Nothing ever happened because they could not get a place it came from.


----------



## StaceyRosado (Oct 5, 2007)

ok Lori that just shows the level of competence that Walmart hires -- sad


----------



## HollowbeadRanch (Oct 5, 2007)

Lori I have had people like that email me before too. I have had alot of fun dragging some of them along as well.. the majority of them don't really even know what a Nigerian Dwarf is so the emails can get really interesting! In your situation I think the cashier lady that pointed a finger at you was completely out of line... but she may have also been misinformed. It was very fortunate that you kept the emails AND that the other girl stood up for you! :thumbup: But let me make myself clear.... I myself worked at Wal-Mart for a while when I was in College, I worked at Lowe's as well, and I in no way consider myself or any of the hard working people that make their living working at Wal-Mart incompetent. So I don't think they should be "categorized" because they work at Wal-Mart. Atleast they are working and trying to make a living.



StaceyRoop said:


> ok Lori that just shows the level of competence that Walmart hires -- sad


Back to the scams... I have actually been getting scammers contacting me through Agriseek! The lengths some of these scammers will go through! :doh:


----------



## kelebek (Oct 5, 2007)

mnspinner - I am so glad that you brought this scam to the attention of all of us to be on the look out - we really do need to work together to make sure that this does not effect anyone and that the scam is stopped.

Sweetgoats - way to go to bring it to the attention of where the fraudulant money order came from. Unfortunately, you had to go through some "crap" to do so, but in the end, you might have saved someone else. What typically happens, is people deposit the money into their personal bank account, and then a week or so later, when it is found that it is a fraud, the bank will rip the money right back out of the account - which by then - is usually spent and the unsuspecting person is then charged for the amount of the fraudulant money order.

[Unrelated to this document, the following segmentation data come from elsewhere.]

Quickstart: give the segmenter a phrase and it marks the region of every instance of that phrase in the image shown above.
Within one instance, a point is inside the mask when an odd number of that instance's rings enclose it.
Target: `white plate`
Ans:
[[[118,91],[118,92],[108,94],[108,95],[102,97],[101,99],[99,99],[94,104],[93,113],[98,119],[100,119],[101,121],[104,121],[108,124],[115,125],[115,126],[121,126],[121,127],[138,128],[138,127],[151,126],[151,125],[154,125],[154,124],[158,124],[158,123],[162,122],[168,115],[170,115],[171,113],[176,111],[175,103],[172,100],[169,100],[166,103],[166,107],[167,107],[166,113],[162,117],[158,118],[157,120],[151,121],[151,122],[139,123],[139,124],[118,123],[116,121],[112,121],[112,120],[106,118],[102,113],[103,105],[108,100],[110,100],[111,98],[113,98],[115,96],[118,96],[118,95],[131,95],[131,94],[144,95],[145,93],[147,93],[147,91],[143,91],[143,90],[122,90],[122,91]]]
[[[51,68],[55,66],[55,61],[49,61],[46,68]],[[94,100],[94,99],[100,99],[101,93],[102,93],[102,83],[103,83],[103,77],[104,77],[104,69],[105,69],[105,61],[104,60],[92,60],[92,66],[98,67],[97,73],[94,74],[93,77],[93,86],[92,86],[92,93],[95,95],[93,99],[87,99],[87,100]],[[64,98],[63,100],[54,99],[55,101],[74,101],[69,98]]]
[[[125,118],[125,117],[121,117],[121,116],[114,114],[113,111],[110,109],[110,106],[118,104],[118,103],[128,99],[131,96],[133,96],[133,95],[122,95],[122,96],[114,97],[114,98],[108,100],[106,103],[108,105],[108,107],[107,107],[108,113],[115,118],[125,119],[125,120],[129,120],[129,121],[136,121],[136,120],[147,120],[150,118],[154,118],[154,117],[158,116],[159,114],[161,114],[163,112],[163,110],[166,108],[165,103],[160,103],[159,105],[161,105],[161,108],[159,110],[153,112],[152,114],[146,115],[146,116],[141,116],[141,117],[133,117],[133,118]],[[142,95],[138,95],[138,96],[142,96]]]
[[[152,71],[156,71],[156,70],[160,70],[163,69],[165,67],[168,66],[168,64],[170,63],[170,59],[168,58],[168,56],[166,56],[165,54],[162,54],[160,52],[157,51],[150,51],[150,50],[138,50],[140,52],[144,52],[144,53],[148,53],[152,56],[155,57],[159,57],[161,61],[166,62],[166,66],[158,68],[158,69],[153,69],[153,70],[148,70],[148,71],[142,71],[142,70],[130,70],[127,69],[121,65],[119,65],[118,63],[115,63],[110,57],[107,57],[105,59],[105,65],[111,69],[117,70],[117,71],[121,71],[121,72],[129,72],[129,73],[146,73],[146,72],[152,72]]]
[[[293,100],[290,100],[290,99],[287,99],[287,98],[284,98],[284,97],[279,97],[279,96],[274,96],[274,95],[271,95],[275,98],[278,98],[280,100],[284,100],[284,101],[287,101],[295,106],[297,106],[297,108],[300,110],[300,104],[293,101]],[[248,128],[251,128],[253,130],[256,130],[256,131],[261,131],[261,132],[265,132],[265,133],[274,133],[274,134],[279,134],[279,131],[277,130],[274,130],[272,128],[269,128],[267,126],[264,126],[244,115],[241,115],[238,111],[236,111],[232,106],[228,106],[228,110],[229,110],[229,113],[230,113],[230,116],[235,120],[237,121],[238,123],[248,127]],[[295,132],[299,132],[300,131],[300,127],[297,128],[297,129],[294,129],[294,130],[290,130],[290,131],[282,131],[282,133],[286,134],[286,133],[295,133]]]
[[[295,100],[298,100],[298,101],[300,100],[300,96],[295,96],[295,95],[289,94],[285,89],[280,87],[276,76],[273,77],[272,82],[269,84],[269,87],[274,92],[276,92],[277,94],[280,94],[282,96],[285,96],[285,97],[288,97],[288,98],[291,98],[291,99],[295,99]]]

It is unfortunate that the lady misunderstood that you were not trying to cash it - but to help them - but at least it all worked out.



StaceyRoop said:


> ok Lori that just shows the level of competence that Walmart hires -- sad


I do believe that to catagorize "walmart" workers as incompetent is completely wrong. That is extremely discriminatory!!!!!!! I personally have had friends and family that have worked at walmart or places like Walmart. These were hard working people that were trying to support themselves or even a family without relying on the federal government for support, as the pay that is received is typically minimum wage and are kept at less then full time so they do not have the option of medical benefits.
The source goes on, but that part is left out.